Boris Johnson said there will come a time for the ‘learning of lessons’, but that it was not right now, with infection rates stubbornly high, the NHS ‘battling heroically’ and ‘the whole of British officialdom really fighting to control and defeat coronavirus’.
An inquiry into the Government’s handling of the pandemic would see officials heavily scrutinise decisions ministers made throughout the crisis and whether it contributed to the UK’s huge death toll, infection rate and unprecedented strain on the NHS.
Speaking at Wednesday’s Downing Street press conference, Mr Johnson said: ‘There will come a time, obviously, for the learning of lessons, and there will be a full inquiry into everything, a moment to reflect, understand and prepare.
‘I don’t think it’s the right use of official time at the moment, but that moment surely will come.’
A petition calling for a public inquiry into the crisis was signed by more than 22,000 people.
It argued: ‘The Government should hold a Public Inquiry to Confirm what decisions were made around preventing the spread of the coronavirus and protection of the UK population, and how this was balanced with the level of health care services available and effects on the economy.’
Earlier, the PM had said that now is not the moment to learn lessons while 37,000 people are still in hospital.
He had been asked by Labour Sir Keir Starmer at PMQs why the country had such a high death toll compared to other nations.

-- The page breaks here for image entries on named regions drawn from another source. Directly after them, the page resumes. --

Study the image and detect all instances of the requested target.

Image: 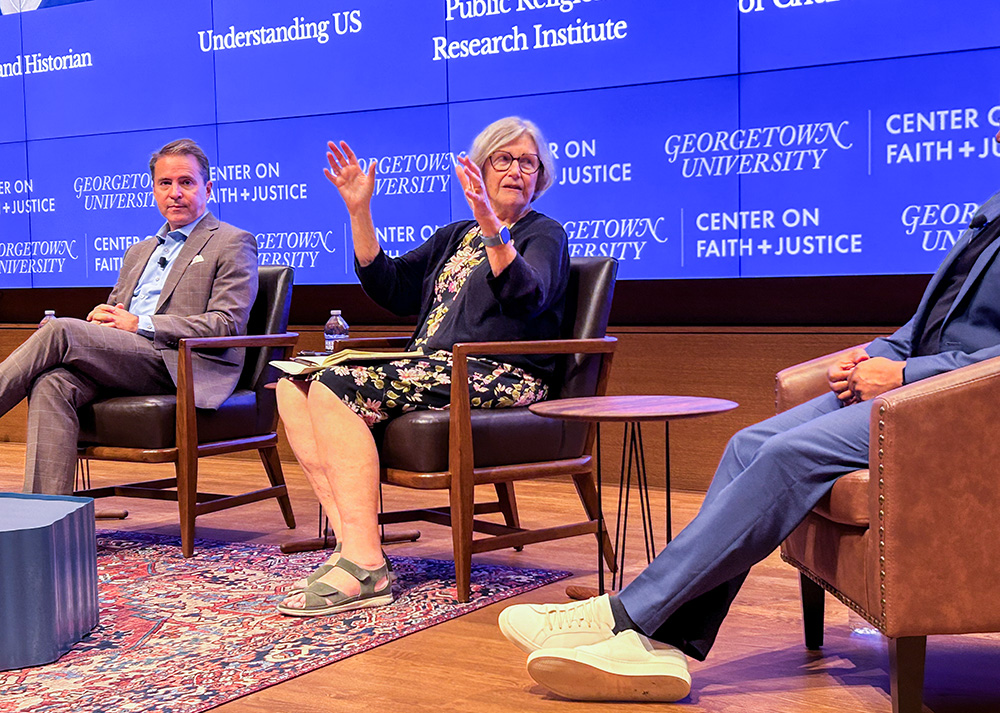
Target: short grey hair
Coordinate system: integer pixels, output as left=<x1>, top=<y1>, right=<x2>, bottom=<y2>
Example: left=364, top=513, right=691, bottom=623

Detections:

Britain has fared far worse on both its death toll and economic hit from the crisis compared to virtually every other developed nation.
It came after Mr Johnson claimed on Tuesday that his Government did ‘everything we could’ to prevent more people dying, as the official death toll topped 100,000.

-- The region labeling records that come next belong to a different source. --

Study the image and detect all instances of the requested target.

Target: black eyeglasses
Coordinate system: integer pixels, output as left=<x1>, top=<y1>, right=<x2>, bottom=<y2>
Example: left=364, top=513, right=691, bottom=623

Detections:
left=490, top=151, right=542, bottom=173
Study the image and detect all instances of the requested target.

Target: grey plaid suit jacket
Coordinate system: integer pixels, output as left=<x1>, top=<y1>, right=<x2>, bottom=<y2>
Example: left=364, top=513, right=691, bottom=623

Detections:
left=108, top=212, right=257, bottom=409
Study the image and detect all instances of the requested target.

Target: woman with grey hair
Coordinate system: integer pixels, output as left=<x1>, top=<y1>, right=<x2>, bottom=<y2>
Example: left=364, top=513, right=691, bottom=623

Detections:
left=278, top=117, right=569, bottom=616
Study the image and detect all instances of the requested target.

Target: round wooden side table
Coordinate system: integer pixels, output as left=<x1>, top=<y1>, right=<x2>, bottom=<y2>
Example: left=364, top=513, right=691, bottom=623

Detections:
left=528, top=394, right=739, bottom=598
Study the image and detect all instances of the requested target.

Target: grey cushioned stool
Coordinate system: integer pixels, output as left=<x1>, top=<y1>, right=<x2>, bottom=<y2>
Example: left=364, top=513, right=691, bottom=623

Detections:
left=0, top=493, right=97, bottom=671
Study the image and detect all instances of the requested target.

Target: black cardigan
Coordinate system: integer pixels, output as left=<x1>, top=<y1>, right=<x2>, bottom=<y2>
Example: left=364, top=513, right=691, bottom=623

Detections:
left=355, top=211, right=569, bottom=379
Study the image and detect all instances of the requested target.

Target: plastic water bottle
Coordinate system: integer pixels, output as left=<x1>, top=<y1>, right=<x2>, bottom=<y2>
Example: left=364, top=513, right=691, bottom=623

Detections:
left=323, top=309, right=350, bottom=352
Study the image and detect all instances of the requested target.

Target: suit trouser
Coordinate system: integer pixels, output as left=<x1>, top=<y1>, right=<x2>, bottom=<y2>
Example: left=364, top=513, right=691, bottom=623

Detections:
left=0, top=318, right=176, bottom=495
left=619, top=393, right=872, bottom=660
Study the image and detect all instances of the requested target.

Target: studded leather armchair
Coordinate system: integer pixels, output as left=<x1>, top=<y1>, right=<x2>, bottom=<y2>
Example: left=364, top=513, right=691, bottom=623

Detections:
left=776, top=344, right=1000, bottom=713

But since then the PM has faced renewed criticism about a number of decisions made during the pandemic.
The Financial Times’ Jim Pickard asked the PM about whether a host of Government policies could be seen as mistakes in hind sight.
Those includes locking down too late, not shutting the borders earlier, failing to sack Dominic Cummings after his lockdown trip to Barnard Castle, going against scientific advise by not implementing a circuit-breaker lockdown in the autumn, and allowing Christmas bubbles to be formed.
Mr Johnson responded: ‘Of course I take full responsibility for everything, and all I would say, humbly and respectfully, to those who make criticisms of what the Government and all our colleagues have been trying to do, is that in situations like this, where you have such very, very brutal and difficult dilemmas, there are no easy answers, and very often there are no good answers at all
‘The Government has done its best, as I say, to protect life and to minimise suffering and we’re going to continue to do that.’